Although a cease-fire would reduce some of the suffering, it does not resolve the most important political question: Who will rule Gaza? Israel understandably does not want the Hamas regime that murdered around 1,200 of its citizens to return to power and vows to destroy Hamas. Yet all the other contenders for power are weak, including the PA.

Any non-Hamas government has to worry about two sets of armed actors. Israel is likely to continue at least limited operations against the remnants of Hamas, assassinating its leaders and otherwise trying to prevent the group from reconsolidating. Hamas, for its part, might attack any interim government in order to ensure its political preeminence, and this is especially true if that government cooperates with Israel on security.

As for Gaza’s economy, even massive aid would not restore conditions that existed before Oct. 7—tenuous as they were. Although initial reports claiming that Palestinians from Gaza who worked in Israel had aided the Oct. 7 terrorists appear to be wrong, suspicion toward Palestinians among Israelis will remain high. Israel has accused the U.N. Relief and Works Agency (UNRWA)—which for decades has provided education, health care, food, and other services in Gaza—of being penetrated by Hamas. More broadly, the Oct. 7 attacks discredited Israel’s carrot-and-stick approach of offering limited economic concessions backed up by the threat of force to encourage moderation from Hamas. The future will see few carrots and far more sticks.

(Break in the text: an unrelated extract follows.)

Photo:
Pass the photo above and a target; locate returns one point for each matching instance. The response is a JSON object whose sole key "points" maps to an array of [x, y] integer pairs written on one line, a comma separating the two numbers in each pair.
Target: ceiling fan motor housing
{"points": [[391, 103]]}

Foreign aid, while necessary for daily survival in Gaza, also comes with its own long-term risks for any government in the enclave. Aid from outsiders could have a corrupting effect, making any government less accountable to its own people; ordinary Palestinians in Gaza would have no way to stop officials from siphoning off aid and abusing their power.

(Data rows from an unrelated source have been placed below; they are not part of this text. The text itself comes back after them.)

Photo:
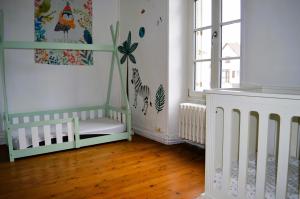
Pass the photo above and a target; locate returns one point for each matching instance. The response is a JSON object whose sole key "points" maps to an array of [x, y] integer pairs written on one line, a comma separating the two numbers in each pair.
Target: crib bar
{"points": [[119, 117], [227, 148], [70, 132], [22, 138], [210, 152], [58, 128], [124, 118], [262, 155], [283, 156], [34, 132], [47, 131], [243, 153], [294, 138], [92, 114], [100, 113]]}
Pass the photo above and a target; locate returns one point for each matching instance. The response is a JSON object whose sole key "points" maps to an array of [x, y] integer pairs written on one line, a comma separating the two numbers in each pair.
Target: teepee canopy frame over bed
{"points": [[55, 130]]}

This mix of chaos, privation, and conflict poses long-term risks not just for Palestinians, but also for Israel and the rest of the regional states. Many of Gaza’s people will try to leave if they can, with next-door neightbor Egypt being the most likely destination, should Cairo allow it. These conditions are also natural feeders for violent groups, which can easily recruit young men who need a paycheck and are bitter toward Israel and the international community for their role in Gaza’s desperate condition.

The Israel-Hamas war’s end would only mark the end of a chapter in the book of Palestinian suffering: The next chapter may be about the chaotic postwar period. Too often, U.S. and international policy in the region is focused on establishing a cease-fire or beginning negotiations, and not enough on lessening the suffering of ordinary people.

To reduce the risk of long-term state failure, the United States, European Union members, and others hoping for a solution to the conflict should focus on who will rule Gaza and how that entity’s rule will be enforced in the long term.